Applying the RfR Methodology to the Raritan
Large-scale Design of the Raritan River Floodplain and
Regional Network
The first characteristic,
the large scale of design as applied to the Lower Raritan, requires creating a
comprehensive masterplan with projects spanning the entire Raritan watershed. RfR
site plans would become small parts of a large Raritan Watershed Masterplan. The
masterplan would be guided by a comprehensive vision of integrated water
management, with a regional greenway connection as an integral part. Directly
connecting the City of New Brunswick to the greenway network would be a key
component of the masterplan, as New Brunswick is the largest settlement on the
banks of the Raritan River. Collaboration between many governing bodies is
essential. At the federal level the governing bodies to involve include USACE,
USCG and the Advisory Council on Historic Preservation. At a state level
governing bodies to involve include NJDOT, NJDEP and Land Use Regulations and
Ecological Services Field Office. Regionally the Delaware and Raritan Canal
Commission and counties such as Middlesex, Somerset, Hunterdon and others
should be involved. At the local level the municipalities along the Raritan
River banks including New Brunswick, Piscataway, Franklin Township etc. would
require representation.
Large scale design requires examination of large-scale network connections. Analysis in the Raritan River context reveals several greenway network opportunities (Figure 2). Metropolitan areas of New York City and Washington D.C. are roughly framed by the Appalachian Trail to the North and the proposed alignment of the East Coast Greenway to the South. They are further enclosed by the major East Coast rivers that bisect the Trail and the Greenway on their way to the Atlantic Ocean. The Hudson River Valley to the East, the Delaware and Lehigh National Heritage Corridor, and the Chesapeake and Ohio Canalto the west all form a regional trail system matrix. This blue and green matrix provides unique opportunities for cross connections of the corridors and interactions with nature and culture to one of the world’s densest contiguous urban populations.

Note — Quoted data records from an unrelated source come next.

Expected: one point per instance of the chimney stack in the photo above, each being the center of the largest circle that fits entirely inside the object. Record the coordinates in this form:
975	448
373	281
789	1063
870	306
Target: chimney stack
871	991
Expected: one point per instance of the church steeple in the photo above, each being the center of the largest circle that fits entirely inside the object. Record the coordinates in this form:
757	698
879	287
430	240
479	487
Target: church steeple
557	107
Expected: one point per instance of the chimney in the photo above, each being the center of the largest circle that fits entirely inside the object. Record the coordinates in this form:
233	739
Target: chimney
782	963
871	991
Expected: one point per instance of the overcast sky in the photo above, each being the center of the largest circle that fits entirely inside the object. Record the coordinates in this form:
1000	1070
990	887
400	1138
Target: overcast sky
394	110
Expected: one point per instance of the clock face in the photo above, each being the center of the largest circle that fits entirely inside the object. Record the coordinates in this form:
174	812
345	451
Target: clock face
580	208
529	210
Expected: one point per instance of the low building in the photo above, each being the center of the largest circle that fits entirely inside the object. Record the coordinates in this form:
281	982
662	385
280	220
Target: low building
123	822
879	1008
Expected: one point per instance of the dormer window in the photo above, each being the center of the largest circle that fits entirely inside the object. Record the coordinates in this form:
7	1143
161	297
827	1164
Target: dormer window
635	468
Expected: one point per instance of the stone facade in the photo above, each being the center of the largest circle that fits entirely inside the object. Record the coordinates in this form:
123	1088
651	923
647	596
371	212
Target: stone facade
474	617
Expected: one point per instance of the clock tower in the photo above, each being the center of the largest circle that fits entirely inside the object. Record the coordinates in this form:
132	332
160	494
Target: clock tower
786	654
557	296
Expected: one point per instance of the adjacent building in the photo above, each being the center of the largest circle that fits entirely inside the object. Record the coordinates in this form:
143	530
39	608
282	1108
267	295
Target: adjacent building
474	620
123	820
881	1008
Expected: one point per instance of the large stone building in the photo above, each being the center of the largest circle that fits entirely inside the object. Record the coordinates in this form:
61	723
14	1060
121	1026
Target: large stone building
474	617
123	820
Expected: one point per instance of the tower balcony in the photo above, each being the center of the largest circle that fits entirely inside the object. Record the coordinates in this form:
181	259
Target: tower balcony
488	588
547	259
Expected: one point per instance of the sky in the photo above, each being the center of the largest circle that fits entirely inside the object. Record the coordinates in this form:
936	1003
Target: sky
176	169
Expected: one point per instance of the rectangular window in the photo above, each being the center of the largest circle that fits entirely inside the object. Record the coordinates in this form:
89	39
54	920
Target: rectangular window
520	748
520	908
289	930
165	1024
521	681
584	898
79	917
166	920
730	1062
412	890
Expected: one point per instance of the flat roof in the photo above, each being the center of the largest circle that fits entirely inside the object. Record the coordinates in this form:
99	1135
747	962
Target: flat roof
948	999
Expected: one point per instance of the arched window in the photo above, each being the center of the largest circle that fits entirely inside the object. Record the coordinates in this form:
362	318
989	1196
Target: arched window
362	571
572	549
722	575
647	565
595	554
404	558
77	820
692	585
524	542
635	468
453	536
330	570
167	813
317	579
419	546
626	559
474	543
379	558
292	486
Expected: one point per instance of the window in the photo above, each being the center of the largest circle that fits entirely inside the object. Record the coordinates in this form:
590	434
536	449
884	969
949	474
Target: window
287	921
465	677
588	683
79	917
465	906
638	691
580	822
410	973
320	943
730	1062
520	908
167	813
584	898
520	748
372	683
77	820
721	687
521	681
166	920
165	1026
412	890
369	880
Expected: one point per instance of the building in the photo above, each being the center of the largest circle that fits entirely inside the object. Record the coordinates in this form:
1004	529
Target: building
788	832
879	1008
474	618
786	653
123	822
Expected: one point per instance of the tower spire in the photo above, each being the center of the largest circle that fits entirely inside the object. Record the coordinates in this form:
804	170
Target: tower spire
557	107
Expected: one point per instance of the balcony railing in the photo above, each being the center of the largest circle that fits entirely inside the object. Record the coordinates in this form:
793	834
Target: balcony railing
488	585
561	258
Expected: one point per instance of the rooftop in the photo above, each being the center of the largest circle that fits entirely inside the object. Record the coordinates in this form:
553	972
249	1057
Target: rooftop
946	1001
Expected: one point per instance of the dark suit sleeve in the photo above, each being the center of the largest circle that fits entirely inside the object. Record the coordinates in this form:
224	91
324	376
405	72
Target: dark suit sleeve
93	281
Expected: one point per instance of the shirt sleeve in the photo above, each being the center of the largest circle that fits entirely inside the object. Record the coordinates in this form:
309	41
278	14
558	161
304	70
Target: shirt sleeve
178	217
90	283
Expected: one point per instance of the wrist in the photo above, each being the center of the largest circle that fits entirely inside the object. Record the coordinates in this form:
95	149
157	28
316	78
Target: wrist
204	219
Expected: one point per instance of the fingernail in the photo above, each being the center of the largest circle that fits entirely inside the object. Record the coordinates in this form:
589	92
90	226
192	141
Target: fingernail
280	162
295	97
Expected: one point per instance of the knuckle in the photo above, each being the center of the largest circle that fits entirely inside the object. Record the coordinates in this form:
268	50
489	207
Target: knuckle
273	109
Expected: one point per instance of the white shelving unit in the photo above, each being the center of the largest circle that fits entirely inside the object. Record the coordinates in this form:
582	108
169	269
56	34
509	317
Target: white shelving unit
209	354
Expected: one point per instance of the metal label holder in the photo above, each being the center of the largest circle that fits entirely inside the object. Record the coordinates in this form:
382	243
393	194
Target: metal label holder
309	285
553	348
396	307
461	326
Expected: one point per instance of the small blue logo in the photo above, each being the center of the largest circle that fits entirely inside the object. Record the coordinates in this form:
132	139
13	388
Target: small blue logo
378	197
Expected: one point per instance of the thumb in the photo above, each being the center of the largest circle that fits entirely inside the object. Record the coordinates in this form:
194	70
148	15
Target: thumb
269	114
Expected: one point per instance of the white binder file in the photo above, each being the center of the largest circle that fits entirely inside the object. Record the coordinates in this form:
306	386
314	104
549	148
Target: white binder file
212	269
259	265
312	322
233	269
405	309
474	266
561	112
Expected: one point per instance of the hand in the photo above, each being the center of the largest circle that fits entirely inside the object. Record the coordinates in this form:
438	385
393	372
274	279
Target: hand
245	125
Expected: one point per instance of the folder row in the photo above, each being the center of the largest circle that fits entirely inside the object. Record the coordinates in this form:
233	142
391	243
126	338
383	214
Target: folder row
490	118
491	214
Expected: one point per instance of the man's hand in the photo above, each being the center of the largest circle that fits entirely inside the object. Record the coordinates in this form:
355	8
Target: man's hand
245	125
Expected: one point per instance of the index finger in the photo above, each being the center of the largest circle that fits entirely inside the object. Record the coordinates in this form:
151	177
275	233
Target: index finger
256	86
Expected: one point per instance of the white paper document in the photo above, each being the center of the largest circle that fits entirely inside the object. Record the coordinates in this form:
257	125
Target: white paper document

The East Coast Greenway is an aspiring walking and
biking route stretching the length of the US East Coast with southern terminus
in Key West, Florida and northern Maine. Once actualized, the East Coast
Greenway will be 3000 miles long and epitomize the bond between communities and
nature by connecting the exist green open space along its route into a unique
linear corridor. Initiated in 1991, with forming of the East Coast Greenway
Alliance, the vision of Greenway designers, “represents a commitment to public
health, environmental sustainability, economic development, and civic
engagement”[12].
The existing Appalachian National Scenic Trail, which
partially passes along New Jersey’s northern border, is currently the longest
hiking footpath in the world at 2190 miles long[13].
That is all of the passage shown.